I would like to translate this poem
This is brilliant. Death and sleep are often associated, but rarely in a way in which sleep is portrayed as the portal, the gateway to death. We always, for some reason, want to come back...when it's only sleep. There is a profound reminder here- that Hypnos and Thanatos just may be twins. And what of Hypnos and Morpheus? This is a great work, Terry.
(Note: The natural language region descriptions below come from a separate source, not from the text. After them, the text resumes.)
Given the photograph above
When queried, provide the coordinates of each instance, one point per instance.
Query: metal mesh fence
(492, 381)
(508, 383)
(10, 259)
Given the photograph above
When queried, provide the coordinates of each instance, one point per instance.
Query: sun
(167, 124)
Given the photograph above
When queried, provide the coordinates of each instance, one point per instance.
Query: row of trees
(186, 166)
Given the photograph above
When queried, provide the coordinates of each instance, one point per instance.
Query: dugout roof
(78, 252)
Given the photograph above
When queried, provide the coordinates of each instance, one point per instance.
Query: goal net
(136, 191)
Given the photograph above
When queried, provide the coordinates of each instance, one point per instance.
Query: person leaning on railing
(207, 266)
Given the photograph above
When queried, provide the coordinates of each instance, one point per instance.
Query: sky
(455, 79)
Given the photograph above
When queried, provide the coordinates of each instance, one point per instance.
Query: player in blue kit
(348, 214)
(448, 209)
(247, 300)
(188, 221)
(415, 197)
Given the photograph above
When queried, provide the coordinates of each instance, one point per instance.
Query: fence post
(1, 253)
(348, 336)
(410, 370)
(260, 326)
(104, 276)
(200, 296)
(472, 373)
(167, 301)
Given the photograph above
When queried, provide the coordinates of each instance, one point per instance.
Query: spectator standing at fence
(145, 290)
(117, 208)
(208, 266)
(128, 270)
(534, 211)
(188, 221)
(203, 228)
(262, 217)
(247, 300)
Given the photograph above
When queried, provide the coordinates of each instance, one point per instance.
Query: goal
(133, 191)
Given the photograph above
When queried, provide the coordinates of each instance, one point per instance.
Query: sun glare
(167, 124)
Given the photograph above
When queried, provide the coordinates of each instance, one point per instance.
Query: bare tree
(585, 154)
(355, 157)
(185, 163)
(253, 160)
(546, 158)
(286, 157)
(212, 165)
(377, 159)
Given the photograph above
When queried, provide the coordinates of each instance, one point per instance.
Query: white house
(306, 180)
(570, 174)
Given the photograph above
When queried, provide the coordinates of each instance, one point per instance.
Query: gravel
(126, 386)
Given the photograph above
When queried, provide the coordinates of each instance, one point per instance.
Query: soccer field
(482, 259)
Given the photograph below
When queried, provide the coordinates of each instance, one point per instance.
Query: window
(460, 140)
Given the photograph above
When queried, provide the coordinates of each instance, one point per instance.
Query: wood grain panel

I did a few early poems on Greek mythology which I think were rarely read, I have a surrealist painting of Morpheus leaving hades on my lounge wall, Surrealism was interested in dreams, the imagination, psychoanalysis, the psyche, myth and primitivism which is where our love of Picassio steps in. Yes Hypnos and Pasithea had three sons, the Oneiroi (the dreams) , Morpheus, Phobetor and Phantasos. I have done several poem on dreams, the bliss of sleep perspective in 'Visions From A Dream State' and 'Perspective Stand' which starts with nature and reality then extends into psychoanalysis, probing the meaning of civilization, oppression, power, the soul etc back in March and April 1982. There are a few Greek mythology poems lying around I never finished, one on Bacchus which is traditional, although I posted on titled 'Bacchus' relating to Bacchus and the morph into Dionysus, examining briefly the ancient concept of sacred drugs in society, so Bob Dylan and Sigmund Freud enter as a brief focus point on differing conceptions and perspectives on dreams. The poem 'Bacchus' is very simple and goes not enter the depths of theory into psychoanalysis, which not Freud but Carl Jung explores best. A pity no one grashed the brillance of some of Jung's work and modernised it in an accessable way. But past all that this poem was fun, a simple measured fall into sleep and dreams.